Ball Aerospace & Technologies Corp. was awarded a U.S. Navy contract that could be worth as much as $500 million if the service opts to proceed with construction of a new ocean-altimetry satellite, according to an April 14 Defense Department announcement.

Boulder, Colo.-based Ball Aerospace received a $5.5 million contract from the Naval Space and Naval Warfare Systems Command to design a satellite dubbed Geosat Follow-On (GFO)-2 that will measure ocean height and thermal properties. Ball built and launched the first GFO satellite at a cost of $85 million. The satellite operated from 1998 to 2008.

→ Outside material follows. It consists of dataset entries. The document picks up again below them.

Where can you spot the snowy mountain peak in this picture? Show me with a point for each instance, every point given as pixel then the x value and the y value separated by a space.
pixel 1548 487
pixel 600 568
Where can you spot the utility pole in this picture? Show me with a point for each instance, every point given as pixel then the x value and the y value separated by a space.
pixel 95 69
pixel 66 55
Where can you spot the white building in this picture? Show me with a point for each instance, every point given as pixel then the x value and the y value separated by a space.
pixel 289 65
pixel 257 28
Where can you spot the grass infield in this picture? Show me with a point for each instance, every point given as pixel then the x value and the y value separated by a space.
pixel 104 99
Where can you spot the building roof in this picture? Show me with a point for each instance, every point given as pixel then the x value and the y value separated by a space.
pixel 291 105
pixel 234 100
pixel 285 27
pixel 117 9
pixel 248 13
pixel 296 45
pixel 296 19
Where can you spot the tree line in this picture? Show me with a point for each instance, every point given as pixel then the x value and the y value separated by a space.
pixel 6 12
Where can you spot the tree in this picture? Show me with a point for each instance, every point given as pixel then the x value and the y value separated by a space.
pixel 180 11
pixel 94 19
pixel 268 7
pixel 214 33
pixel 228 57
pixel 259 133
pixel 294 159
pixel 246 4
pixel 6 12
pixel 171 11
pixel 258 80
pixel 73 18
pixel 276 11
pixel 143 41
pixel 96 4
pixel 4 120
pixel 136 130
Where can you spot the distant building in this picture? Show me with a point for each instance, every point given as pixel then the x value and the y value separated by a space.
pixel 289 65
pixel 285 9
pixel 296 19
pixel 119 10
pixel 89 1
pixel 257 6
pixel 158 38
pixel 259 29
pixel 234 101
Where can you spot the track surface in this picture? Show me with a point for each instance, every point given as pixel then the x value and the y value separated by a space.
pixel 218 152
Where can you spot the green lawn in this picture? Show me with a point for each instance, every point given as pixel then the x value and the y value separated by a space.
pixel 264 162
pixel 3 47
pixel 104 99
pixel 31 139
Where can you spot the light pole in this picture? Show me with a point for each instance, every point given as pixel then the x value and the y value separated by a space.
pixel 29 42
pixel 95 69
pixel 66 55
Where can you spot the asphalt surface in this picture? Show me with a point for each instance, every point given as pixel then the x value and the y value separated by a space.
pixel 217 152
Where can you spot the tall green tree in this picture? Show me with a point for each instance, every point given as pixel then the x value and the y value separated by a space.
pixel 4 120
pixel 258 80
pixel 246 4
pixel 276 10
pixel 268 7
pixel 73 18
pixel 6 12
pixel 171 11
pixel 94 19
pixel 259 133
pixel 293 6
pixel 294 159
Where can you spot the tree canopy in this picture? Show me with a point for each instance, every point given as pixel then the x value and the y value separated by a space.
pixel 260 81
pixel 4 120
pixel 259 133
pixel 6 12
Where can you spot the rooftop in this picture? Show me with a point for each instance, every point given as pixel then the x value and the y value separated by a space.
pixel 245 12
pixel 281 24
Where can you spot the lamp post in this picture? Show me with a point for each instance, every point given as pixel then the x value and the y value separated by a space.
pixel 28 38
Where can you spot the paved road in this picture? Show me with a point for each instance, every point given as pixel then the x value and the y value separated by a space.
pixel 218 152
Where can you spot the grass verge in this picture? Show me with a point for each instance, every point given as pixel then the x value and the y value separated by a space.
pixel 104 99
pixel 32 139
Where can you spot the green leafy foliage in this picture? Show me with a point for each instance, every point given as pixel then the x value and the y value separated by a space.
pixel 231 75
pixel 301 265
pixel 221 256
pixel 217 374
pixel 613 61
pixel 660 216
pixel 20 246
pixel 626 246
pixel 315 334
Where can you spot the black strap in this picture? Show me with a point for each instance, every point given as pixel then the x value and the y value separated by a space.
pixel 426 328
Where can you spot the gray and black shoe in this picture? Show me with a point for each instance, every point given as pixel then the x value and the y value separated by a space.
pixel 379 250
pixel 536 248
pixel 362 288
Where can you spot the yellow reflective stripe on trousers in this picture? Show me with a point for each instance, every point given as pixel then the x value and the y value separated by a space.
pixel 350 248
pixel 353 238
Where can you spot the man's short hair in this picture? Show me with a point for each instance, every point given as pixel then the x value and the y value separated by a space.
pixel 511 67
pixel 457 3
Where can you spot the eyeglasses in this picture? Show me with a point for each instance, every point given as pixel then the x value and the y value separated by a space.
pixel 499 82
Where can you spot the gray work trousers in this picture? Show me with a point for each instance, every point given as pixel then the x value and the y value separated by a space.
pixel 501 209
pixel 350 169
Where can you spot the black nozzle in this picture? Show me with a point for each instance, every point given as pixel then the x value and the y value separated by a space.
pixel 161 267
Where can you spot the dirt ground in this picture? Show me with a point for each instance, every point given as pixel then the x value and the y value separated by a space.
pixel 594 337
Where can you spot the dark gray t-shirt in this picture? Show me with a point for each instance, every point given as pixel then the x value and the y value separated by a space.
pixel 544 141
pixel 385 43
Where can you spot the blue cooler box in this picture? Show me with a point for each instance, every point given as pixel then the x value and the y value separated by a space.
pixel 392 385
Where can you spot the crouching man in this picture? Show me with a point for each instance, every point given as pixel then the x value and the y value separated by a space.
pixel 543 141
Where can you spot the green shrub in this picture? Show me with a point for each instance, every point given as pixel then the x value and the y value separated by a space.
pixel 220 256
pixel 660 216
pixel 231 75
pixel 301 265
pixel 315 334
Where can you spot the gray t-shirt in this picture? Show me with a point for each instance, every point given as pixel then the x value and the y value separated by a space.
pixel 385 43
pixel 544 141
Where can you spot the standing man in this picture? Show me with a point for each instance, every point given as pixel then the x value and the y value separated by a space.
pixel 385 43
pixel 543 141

The firm’s design work is expected to be completed in November, the press release said. If all options are exercised, the contract to build GFO-2 would be worth $499.6 million through 2019. The satellite would launch in January 2014 either on a commercially procured or government-provided launch vehicle, and have a six-year design life, Ball spokeswoman Roz Brown said. The radio altimeter instrument would be provided by Thales Alenia Space of France; the water vapor radiometer would be supplied by ITT Electronic Systems of Clifton, N.J.; and the GPS precision receiver would be provided by Broad Reach Engineering of Golden, Colo., Brown said.

Meanwhile, the Navy said last year it has worked out a deal with NASA and the French space agency, CNES, to use data from their two jointly operated oceanography satellites, Jason 1 and Jason 2, until GFO-2 is operational. The stopgap capability is a downgrade from what the first GFO satellite provided, but is good enough for now, the Navy said.